Now, I hold mainstream views on most of these issues. Discrimination is wrong, no means no, etc. But the crusade to end 'slut-shaming' strikes me as silly for a few reasons. First, this is a quintessential first-world problem. In most parts of the world, young, sexually-promiscuous women are going to face a fate much worse than mere social disapproval. Second, this seems to be a classic case of a social movement launching a frontal assault on an immutable component of human nature.
Note that most of the disapproval of sexually-promiscuous women comes from other women. The study quoted above shows, for what it's worth, that even women who bed-hop themselves attribute negative personality characteristics to their fellow, er, sluts. I myself have heard many women engage in 'slut-shaming' almost reflexively, seemingly unaware that this behavior is supposed to be considered anti-feminist.
It's all a matter of your station in life. If you're an attractive 20-year-old college student (note how the discussion so often focuses on the 25% of women who attend college, not the 75% who don't), you may well be interested in a an argument for social change that promises to allow you to experiment sexually without repercussions.
Now add 22 years to that same woman. She now has a husband, and two kids. Let's say the husband hires a young, attractive 20-year-old female intern with a slutty reputation. Will the wife and mother -- fondly remembering her younger, wilder days -- stand up for the young woman's right to sleep around and discover her sexual identity? Of course not. She will perceive her husband's daily exposure to an attractive, sexually available young woman as a potential threat to the stability of her family, and she'll be right. If you want to hear slut-shaming at its most vitriolic, listen to a 43-year-old divorcée discuss her ex-husband's new 23-year-old girlfriend.
Disapproval of sexually-promiscuous behavior by young women is as close to a cultural universal as you're going to get. And there are reasons for this, since young, attractive, sexually promiscuous women pose a threat to monogamy. Now, this isn't so much the case if the woman limits her partners solely to unattached males her own age. But the very idea of promiscuity implies reduced selectivity and impulse control.
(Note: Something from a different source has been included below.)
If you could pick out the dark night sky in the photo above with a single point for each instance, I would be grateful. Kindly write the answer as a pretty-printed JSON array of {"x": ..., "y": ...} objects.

A woman who enjoys having a variety of lovers and being desired is likely, at some point, to sleep with all sorts of men (and women), including married ones. And since discovered infidelity generally leads to a serious marital crisis in Northern Europe and the U.S., one 'slut' could theoretically endanger many unions during her career of promiscuity.
Of course, this is a glaring double standard, since sexually-promiscuous males aren't subject to the same stigma. But thousands of double standards utterly permeate our social reality, so merely acknowledging something as a double standard doesn't argue for its elimination. And besides, a young, attractive man won't pose as much danger to these settled unions, because young, attractive men are interested primarily in mating with young, attractive women who are less likely to have settled down. The cougars might be out there, but they're the exception that proves the rule, and they're not catching many cubs:
After examining the age preferences expressed in 22,400 singles ads on popular dating websites in North America, Europe, Australia and Japan, he found no sizable cohort of women seeking younger men. To the contrary, almost all of them wanted men their own age or older. Nor did he find evidence for the proliferation of cubs: the overwhelming majority of men displayed their eons-old preference for younger women. "I do believe the cougar phenomenon is a myth and, yes, a media construct," [psychology prof Michael] Dunn, who specializes in human evolutionary psychology and mating behavior, told the Australian Associated Press.
Except in a few urban enclaves or perhaps remote tribes, it will never be possible to remove the social stigma attached to female promiscuity. To ask whether this is good or bad strikes me as pointless. Is it good or bad that the sky is blue, or that deciduous trees drop their leaves each year?
If you ask me, the focus shouldn't be on a futile attempt to eliminate stigma in the Western World, but to address the dozens of societies in which a mere allegation of female promiscuity can lead to fates far darker and bloodier than social shaming.